My second reason for creating Just Living 808 is to find a platform where others can share their thoughts, not only with regard to my work but also contribute their ideas in collaboration. I hold only a partial truth through my life experience and understand that I need to hear about the partial truths of others as part of the journey toward seeking a higher truth. Your contributions will not only enhance my work, but in a small way, I hope that together, we can create new visions and solutions toward a just society.
In Just Living 808, I will include some of my previous work, but also contribute new and original work from my experiences in education and research. I will also highlight some of the outstanding work that is happening in communities around the world that can serve as possible models for just living, but my work will focus primarily on my two homes, Detroit, Michigan and Honolulu, Hawaii. Just Living 808 will also focus on indigenous ways of knowing, including Native Hawaiian and Pacific Islander cultures.
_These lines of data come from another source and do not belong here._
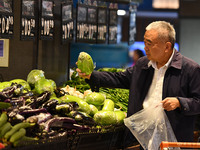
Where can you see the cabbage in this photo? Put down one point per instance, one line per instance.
(105, 117)
(93, 109)
(95, 98)
(34, 76)
(4, 85)
(43, 85)
(22, 82)
(85, 63)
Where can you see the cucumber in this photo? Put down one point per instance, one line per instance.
(93, 109)
(95, 98)
(105, 117)
(3, 119)
(4, 105)
(16, 128)
(6, 127)
(23, 140)
(83, 106)
(108, 105)
(17, 135)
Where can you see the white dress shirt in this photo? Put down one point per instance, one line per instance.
(154, 94)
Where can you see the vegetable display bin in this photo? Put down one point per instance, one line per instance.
(106, 139)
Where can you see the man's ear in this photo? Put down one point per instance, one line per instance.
(168, 46)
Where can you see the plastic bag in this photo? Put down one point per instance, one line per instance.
(150, 127)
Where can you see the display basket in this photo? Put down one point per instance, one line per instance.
(188, 145)
(106, 138)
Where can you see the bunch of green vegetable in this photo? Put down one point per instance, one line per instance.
(77, 82)
(13, 134)
(119, 96)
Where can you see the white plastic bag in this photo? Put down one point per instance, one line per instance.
(150, 126)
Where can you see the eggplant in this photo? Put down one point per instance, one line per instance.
(57, 122)
(32, 112)
(50, 105)
(18, 102)
(42, 98)
(40, 118)
(60, 92)
(82, 117)
(75, 126)
(13, 90)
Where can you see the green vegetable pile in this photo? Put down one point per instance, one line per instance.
(119, 96)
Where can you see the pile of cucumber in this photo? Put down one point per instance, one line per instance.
(13, 134)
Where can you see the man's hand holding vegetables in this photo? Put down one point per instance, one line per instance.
(164, 75)
(83, 75)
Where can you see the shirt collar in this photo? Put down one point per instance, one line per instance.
(153, 63)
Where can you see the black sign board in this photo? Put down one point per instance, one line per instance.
(102, 25)
(28, 20)
(92, 23)
(132, 23)
(47, 20)
(112, 37)
(81, 22)
(67, 22)
(6, 18)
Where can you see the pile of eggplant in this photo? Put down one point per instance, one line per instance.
(40, 111)
(49, 118)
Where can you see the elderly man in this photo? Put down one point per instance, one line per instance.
(163, 75)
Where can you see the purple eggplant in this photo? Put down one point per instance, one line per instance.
(60, 92)
(50, 105)
(57, 122)
(40, 118)
(32, 112)
(42, 98)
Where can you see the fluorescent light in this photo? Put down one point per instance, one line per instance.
(121, 12)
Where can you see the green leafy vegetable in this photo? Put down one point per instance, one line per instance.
(85, 63)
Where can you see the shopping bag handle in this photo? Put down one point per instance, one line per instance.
(164, 144)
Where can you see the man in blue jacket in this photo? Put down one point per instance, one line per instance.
(163, 75)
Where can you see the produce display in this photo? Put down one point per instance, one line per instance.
(120, 97)
(36, 109)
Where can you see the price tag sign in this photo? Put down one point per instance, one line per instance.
(81, 23)
(67, 22)
(92, 23)
(47, 20)
(112, 26)
(102, 25)
(28, 20)
(132, 23)
(6, 18)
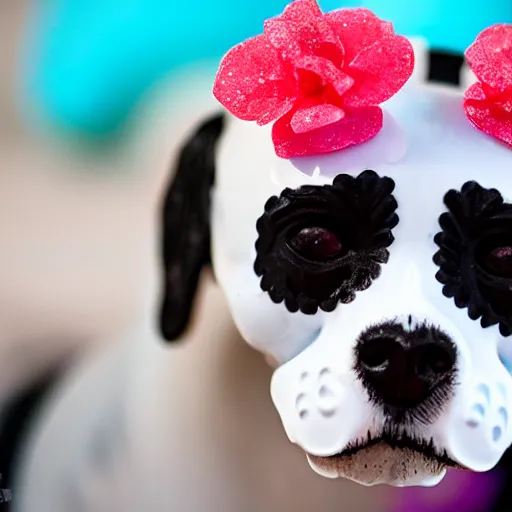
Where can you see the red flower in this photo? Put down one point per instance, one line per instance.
(320, 76)
(488, 103)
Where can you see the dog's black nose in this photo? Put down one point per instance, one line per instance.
(401, 368)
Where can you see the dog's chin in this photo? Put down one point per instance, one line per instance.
(398, 463)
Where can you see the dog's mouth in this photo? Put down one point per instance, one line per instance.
(387, 459)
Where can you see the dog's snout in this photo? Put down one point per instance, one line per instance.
(402, 369)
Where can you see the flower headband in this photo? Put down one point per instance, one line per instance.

Finally, a note on why I call this blog Just Living 808. For me, it is a reflection of the socially just life that I am pursuing, my own personal revolution. But it is also not a life that I hope to fabricate, but organically live. I hope my vision of social justice will be just living. 808, for those in Hawaii who know, is the area code of my homeland.
Thank you again for reading Just Living 808. I hope you return and find many new and interesting ideas and thoughts that might be beneficial to you and your communities. A hui hou!